7th Street/Metro Center Tour: History

First, some nationwide downtown myths – a sampling:

  1. There’s nothing to do in Philadelphia except leave it.
  2. New York’s Times Square is a dirty, drug-infested hole.
  3. The only thing to do in Seattle is open your umbrella.

We now know they’re all the stuff of tired, urban legends. But maybe no downtown suffers quite like Los Angeles:

4.   L.A. doesn’t have a downtown.

Surprise, surprise. L.A. does have one and the 7th Street/Metro Center station at Figueroa Street is smack in the middle of it. True, for a city of 4 million, L.A.’s “Financial District” is about the size of downtown Hartford but that makes it even more suited for a WalknRideLA tour, don’t you think?

About 150 years ago, today’s skyscraper-lined Figueroa Street carried the name “Grasshopper Street” (or in Spanish,Calle de las Chapules). Clearly, it was hardly “hopping” with merchants or residents. That’s because back then the town’s “downtown” was centered about a mile away at Olvera Street, near today’s Union Station. As the city grew, particularly following the arrival of railroads in the the late 19th century, that hub drifted south and west.
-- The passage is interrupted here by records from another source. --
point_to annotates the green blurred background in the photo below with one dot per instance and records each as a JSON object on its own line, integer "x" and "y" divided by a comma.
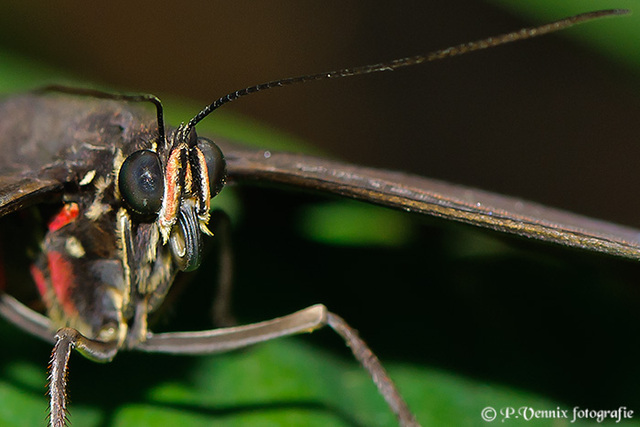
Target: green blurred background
{"x": 465, "y": 319}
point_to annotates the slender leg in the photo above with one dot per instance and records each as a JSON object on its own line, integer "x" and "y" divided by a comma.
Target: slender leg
{"x": 306, "y": 320}
{"x": 26, "y": 319}
{"x": 221, "y": 308}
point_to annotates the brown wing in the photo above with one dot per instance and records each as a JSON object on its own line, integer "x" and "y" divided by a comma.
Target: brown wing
{"x": 426, "y": 196}
{"x": 18, "y": 192}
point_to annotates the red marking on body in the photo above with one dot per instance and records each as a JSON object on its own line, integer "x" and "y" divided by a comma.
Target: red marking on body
{"x": 3, "y": 277}
{"x": 204, "y": 180}
{"x": 41, "y": 282}
{"x": 67, "y": 214}
{"x": 62, "y": 279}
{"x": 172, "y": 189}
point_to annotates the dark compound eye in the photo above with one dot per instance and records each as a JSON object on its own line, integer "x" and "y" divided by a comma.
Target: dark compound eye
{"x": 141, "y": 182}
{"x": 215, "y": 164}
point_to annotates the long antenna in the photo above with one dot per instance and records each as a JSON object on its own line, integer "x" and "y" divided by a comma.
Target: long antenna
{"x": 460, "y": 49}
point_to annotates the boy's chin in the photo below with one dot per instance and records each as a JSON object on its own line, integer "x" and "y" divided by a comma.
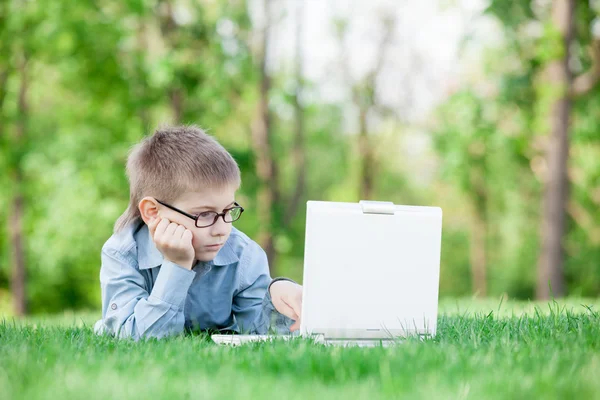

By 1900, downtown was near centered around today’s First and Spring Streets. By 1920 it had migrated south to around Fifth Street and from there, spread a few blocks westward during the 1920s and 30s. The financial district remained centered on Spring Street and was sometimes called (at least by downtown boosters) “The Wall Street of the West.” After World War II most of the city’s growth didn’t happen in downtown at all – it spread out along the boulevards and into the suburbs, miles from the city’s center.

Everything changed when Bunker Hill was marked for urban renewal in the early 1960s. A spanking new Music Center went up first, followed by high-rises housing banks, insurance companies, law firms and city offices – all clusted atop the hill and spilling down Figueroa, Flower and Hope Streets into what is called today’s “Financial District.” That’s the neighborhood this tour visits.